Ernüchternde Realität: Absagen und Absetzungen

Trotz des Hypes bot die Messe auch eine Realitätskontrolle. Eine bekannte Ikone fehlte: Samsung’s Ballie. Der gelbe Kugelroboter, jahrelang ein CES-Liebling, war nirgends zu sehen. Berichte bestätigten: Der Consumer-Start wurde gestoppt. Statt eines Produkts ist Ballie nun eine interne Innovationsplattform. Die Absetzung zeigt: Der Weg vom beeindruckenden Prototyp zum massentauglichen Produkt ist voller technischer und wirtschaftlicher Hürden.
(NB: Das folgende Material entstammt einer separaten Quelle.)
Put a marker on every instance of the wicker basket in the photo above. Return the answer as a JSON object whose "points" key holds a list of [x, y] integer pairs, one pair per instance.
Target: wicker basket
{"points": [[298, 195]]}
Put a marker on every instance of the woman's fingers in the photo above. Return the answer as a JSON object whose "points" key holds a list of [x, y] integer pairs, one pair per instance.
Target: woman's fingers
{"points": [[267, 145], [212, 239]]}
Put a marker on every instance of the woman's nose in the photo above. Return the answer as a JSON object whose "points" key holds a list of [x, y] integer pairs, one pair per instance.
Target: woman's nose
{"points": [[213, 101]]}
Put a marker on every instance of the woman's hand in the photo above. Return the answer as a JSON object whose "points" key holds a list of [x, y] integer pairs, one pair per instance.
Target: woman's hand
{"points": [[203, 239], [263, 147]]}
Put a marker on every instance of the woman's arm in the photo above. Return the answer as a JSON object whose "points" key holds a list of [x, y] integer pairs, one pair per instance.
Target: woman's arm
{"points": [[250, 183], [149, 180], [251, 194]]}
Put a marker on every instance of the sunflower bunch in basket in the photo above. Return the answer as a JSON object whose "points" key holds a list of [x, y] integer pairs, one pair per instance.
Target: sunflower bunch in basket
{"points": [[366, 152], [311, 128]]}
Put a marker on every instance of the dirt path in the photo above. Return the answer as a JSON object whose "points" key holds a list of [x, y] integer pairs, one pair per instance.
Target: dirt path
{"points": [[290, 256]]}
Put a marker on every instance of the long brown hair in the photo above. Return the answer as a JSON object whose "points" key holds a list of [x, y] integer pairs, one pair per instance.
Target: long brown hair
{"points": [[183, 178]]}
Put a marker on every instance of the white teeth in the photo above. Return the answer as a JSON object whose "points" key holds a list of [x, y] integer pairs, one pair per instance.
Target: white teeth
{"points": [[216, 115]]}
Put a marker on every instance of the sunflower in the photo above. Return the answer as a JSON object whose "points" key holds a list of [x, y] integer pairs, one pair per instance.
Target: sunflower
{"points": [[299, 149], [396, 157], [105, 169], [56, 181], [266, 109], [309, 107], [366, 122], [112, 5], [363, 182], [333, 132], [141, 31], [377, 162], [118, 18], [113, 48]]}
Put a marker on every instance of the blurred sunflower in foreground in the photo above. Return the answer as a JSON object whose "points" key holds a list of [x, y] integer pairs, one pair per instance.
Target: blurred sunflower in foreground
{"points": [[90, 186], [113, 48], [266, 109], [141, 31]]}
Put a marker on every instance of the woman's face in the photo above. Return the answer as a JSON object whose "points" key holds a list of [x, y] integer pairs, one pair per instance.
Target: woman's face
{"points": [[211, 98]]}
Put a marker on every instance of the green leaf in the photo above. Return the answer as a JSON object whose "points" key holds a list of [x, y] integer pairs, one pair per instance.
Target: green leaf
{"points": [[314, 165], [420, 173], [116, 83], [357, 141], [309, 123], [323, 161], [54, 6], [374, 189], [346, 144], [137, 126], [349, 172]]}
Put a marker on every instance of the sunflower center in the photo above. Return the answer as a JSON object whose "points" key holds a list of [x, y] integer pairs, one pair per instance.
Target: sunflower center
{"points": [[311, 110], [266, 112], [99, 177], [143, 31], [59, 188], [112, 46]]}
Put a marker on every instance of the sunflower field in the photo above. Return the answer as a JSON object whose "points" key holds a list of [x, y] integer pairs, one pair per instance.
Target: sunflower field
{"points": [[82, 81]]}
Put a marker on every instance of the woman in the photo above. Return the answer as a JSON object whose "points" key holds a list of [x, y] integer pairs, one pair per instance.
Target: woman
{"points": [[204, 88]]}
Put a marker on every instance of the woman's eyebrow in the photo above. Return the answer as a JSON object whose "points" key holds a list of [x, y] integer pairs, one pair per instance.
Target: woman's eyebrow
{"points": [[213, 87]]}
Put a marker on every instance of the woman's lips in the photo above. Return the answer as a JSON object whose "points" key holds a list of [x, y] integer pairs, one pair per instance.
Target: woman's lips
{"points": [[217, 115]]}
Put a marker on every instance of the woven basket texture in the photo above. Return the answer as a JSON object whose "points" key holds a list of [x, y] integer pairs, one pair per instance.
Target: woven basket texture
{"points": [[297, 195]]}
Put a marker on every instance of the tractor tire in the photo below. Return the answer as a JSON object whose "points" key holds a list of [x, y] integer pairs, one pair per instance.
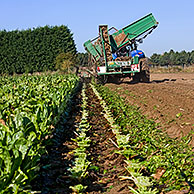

Ausblick: Markt wächst, Hürden bleiben

Der Siegeszug der physischen KI spiegelt einen Branchentrend wider. Die Analysten von Goldman Sachs prognostizieren einen Humanoid-Roboter-Markt von 38 Milliarden Dollar bis 2035 – angesichts der gezeigten Hardware-Reife eine plausible Zahl.

Doch die Herausforderungen sind enorm. Die KI-„Gehirne“ (VLA-Modelle) müssen sich auch in unkontrollierten Umgebungen außerhalb von Messehallen bewähren. Vor allem die Kosten für Hochleistungskomponenten wie Aktuatoren und Spezialchips (z.B. NVIDIA Jetson Thor) müssen drastisch sinken, um eine breite Einführung zu ermöglichen.

Die Botschaft von Las Vegas ist dennoch eindeutig: Die KI-Revolution hat die Serverracks verlassen und erobert Werkstätten und Wohnzimmer. Ein Roboter in jedem Haushalt mag noch Jahre entfernt sein. Doch die Technologie, sie zu bauen, ist keine Science-Fiction mehr – sie ist technische Realität.